ぼんやりと空を見上げていると、遠くでリザードンが視界を横断した。大きく羽ばたきゆっくりと優雅に飛んでいく。

(でもあれって、速さが半端ないから寒いし痛いしであまり飛び心地はよくないんだよね…)

段差に腰掛けて足をブラブラさせながらリザードンを目で追う。あのリザードンに乗る人はどこから来たんだろう…あっちから来たってことは、ジョウトの人だろうか。ってことはシロガネヤマを越えたのか…さすがリザードンさすが。
そんな事を考えている内にリザードンの姿はどんどん小さくなってやがて見えなくなった。

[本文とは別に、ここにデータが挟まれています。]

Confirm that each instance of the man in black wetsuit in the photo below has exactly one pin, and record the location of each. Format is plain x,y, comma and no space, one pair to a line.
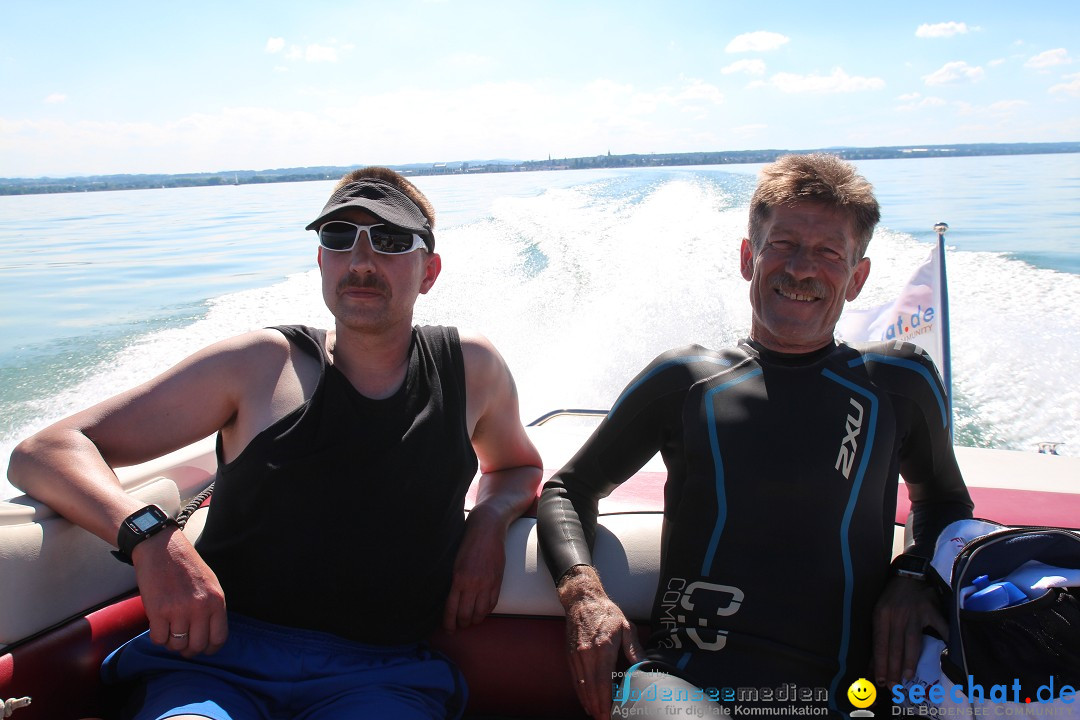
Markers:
782,457
337,534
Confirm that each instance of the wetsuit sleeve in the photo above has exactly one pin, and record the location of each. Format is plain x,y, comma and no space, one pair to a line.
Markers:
644,420
927,461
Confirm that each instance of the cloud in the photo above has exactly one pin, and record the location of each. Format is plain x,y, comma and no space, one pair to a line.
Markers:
941,29
316,53
756,42
523,120
311,53
917,102
837,82
1049,58
953,73
1008,106
750,67
698,90
1069,87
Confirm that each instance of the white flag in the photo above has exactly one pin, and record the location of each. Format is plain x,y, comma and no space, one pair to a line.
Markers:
914,316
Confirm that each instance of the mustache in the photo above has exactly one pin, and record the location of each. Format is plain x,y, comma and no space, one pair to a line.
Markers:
810,286
362,283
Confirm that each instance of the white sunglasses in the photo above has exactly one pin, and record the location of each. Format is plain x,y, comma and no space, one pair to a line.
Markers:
341,236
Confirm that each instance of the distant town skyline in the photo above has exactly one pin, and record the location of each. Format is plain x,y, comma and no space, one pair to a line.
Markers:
129,87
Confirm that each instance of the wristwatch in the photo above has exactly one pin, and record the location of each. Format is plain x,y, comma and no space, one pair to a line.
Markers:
138,526
910,566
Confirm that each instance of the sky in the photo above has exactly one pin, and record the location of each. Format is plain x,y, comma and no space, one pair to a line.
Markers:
113,86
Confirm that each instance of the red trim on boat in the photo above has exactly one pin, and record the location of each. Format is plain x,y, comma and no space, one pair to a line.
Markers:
1011,506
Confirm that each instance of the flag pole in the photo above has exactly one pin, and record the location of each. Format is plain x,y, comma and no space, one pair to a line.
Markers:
942,228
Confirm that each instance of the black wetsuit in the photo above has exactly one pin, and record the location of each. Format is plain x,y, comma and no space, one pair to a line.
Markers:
345,516
779,506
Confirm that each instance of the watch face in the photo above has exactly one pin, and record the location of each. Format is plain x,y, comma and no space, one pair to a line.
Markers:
145,520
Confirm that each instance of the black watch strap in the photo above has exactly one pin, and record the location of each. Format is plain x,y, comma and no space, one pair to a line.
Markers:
910,566
139,526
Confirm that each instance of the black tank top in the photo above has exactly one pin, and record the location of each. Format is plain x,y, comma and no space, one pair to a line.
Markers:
345,516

(リザードンかぁ…そういえば前に会ったリザードンはすごいかっこよかったなー紳士的だったし)
「お前、さっきからそこにいるけどジム挑戦しねーの?」

と、声をかけられて後ろを向くと、ツンツン頭の生意気そうなお兄さんが窓から私を見ていた。

「あ…ここジムだったんですね」
「それも知らなかったのかよ」
「座れそうなとこ探してただけなんで」
「フーン」

お兄さんはいつの間にか外に出てきて私の隣に腰を降ろした。高そうなジーンズが砂に汚れる。もったいない!

「ジムって暇なんですね」
「まーな。でもお前もひとのこと言えないだろ」
「今は暇ですけど、さっきまでリザードン見てたので暇じゃなかったです」
「リザードン?」
「あそこらへんを、こう、ビューンと飛んでいったんです」
「へえ…?」

あのリザードンが飛んでいた辺りを指指すと、お兄さんは難しい顔をしてポケギアをとり出した。だがどこかへ電話する仕草はなく、ヨイショと立ち上がる。

「悪い、用事できたわ」
「わあ暇卒業ですね」
「まあ、また暇だったら来いよ。じゃあな」

ポケギアを操作しながら、ボールからピジョットを出す。お兄さんはその子に飛び乗ると空へ舞い上がった。
ピジョットの上のお兄さんはなんだかポケギアに見つめながら顔をしかめている。口をパクパクさせているし、どうやら誰かと話しているみたいだ。
一応サヨナラと手を振ると、お兄さんはこちらに気づいて手を振り返してくれた。なんとなく嬉しくなった私はジムの看板に目を向ける。

「トキワジム、ジムリーダー…グリーン」

グリーンさんか、覚えておこう。
随分小さくなってしまったピジョットをもう一度見て、私も立ち上がった。